With serious badassery, guitarists Jessi Zazu and Nikki Kvarnes’ stage antics balanced each other out, with the petite Zazu’s over-the-top theatrics complementing the husky-voiced Joan Jett doppelganger Kvarnes.
“It feels like we are all married and family,” Kvarnes told The Hatchet, describing the tight-knit group that includes drummer Linwood Regensburg and new bass player, Adrian Barrera, who replaced original member Kelley Anderson.
The set spanned a bevy of musical themes across Those Darlins’ three albums, from mournful ballads to acerbic garage rock.
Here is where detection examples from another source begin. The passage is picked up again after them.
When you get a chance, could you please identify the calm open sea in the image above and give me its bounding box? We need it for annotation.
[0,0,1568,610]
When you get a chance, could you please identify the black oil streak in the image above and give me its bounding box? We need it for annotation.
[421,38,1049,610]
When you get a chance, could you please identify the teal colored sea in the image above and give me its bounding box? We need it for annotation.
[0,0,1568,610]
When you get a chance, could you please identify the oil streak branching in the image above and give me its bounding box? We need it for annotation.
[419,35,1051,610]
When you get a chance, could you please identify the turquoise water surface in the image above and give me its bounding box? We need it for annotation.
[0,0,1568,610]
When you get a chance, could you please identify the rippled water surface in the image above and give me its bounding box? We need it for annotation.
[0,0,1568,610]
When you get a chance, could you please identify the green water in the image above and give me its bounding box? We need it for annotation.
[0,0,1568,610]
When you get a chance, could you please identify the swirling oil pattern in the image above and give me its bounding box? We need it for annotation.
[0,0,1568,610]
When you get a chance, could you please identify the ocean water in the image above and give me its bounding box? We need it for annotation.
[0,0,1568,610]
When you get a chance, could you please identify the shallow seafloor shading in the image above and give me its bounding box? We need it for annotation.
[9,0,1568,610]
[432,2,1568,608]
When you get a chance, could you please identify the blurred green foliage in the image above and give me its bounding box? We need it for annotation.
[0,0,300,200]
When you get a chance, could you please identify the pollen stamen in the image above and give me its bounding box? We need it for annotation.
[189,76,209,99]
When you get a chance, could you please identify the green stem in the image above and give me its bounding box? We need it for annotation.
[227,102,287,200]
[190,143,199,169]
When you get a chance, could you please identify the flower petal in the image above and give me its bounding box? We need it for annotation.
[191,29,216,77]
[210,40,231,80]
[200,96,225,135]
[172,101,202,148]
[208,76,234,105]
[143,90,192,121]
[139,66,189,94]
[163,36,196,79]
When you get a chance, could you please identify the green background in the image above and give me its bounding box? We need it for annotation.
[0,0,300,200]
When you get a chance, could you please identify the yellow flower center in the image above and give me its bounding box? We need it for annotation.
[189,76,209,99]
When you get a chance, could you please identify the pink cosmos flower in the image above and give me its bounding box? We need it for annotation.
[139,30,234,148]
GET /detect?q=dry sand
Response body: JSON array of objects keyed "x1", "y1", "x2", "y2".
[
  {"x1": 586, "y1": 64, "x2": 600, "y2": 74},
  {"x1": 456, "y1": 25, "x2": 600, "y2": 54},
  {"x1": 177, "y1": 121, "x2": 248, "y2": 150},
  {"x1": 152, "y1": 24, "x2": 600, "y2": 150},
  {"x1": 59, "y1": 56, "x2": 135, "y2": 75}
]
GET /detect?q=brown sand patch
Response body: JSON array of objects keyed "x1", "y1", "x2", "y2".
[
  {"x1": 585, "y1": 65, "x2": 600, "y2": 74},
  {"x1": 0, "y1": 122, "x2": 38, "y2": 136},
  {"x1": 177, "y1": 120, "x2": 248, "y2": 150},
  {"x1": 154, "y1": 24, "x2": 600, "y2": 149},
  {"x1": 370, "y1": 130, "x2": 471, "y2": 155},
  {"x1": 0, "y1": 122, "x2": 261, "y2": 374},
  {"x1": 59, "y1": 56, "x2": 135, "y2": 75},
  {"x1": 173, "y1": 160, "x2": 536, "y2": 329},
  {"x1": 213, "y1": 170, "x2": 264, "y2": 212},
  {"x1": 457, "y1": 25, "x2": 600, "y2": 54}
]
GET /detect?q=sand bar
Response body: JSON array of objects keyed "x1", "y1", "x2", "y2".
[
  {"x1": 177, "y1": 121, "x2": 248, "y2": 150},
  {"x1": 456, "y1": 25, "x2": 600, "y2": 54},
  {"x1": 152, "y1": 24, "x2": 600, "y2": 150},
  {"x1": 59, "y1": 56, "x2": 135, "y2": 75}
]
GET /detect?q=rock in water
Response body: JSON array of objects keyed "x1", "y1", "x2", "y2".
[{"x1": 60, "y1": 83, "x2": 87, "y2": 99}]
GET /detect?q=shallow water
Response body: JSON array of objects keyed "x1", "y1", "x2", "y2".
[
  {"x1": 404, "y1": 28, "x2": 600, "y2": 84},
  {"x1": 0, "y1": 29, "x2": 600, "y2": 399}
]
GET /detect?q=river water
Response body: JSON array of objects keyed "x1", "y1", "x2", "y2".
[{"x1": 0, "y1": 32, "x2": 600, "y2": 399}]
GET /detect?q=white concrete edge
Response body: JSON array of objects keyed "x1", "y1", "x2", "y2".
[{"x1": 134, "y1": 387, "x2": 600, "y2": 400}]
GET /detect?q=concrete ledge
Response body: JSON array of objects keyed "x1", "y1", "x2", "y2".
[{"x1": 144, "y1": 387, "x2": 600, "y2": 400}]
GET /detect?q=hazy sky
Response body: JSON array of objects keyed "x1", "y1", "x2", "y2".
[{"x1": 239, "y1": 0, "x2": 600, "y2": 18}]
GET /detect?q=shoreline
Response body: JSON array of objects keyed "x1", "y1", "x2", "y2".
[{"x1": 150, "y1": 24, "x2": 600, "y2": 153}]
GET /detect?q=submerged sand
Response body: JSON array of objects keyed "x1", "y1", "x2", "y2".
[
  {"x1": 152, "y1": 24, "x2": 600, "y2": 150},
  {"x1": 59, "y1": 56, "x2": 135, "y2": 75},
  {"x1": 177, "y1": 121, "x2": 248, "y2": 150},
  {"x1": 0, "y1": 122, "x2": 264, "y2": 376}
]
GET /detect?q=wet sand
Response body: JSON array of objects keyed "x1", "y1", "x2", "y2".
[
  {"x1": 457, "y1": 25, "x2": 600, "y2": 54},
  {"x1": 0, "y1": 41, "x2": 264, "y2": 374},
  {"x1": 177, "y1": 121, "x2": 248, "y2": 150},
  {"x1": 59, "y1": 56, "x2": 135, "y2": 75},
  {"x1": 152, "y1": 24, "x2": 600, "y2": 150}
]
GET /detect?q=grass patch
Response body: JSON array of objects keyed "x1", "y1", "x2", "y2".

The quartet treated the crowd to tracks from their new album “Blur The Line,” playing singles like “Oh God” and “Optimist.”
The heartbreaking tell-all ballad, “That Man,” was the real standout of the night: Zazu took a song about rejection but didn’t take it lying down, brutally slicing through lyrics and embellishing the set with blistering guitar solos.
Summing up the encore with the crowd-pleasing “Be Your Bro,” a song about a girl who just wants to be friends with her pursuer, Zazu growled, “I just wanna run and play in the dirt with you/
You just wanna stick it in.”
Their sound is so boisterous that you want to contain it in your next basement house party, but shows like this prove they’re much too good for that.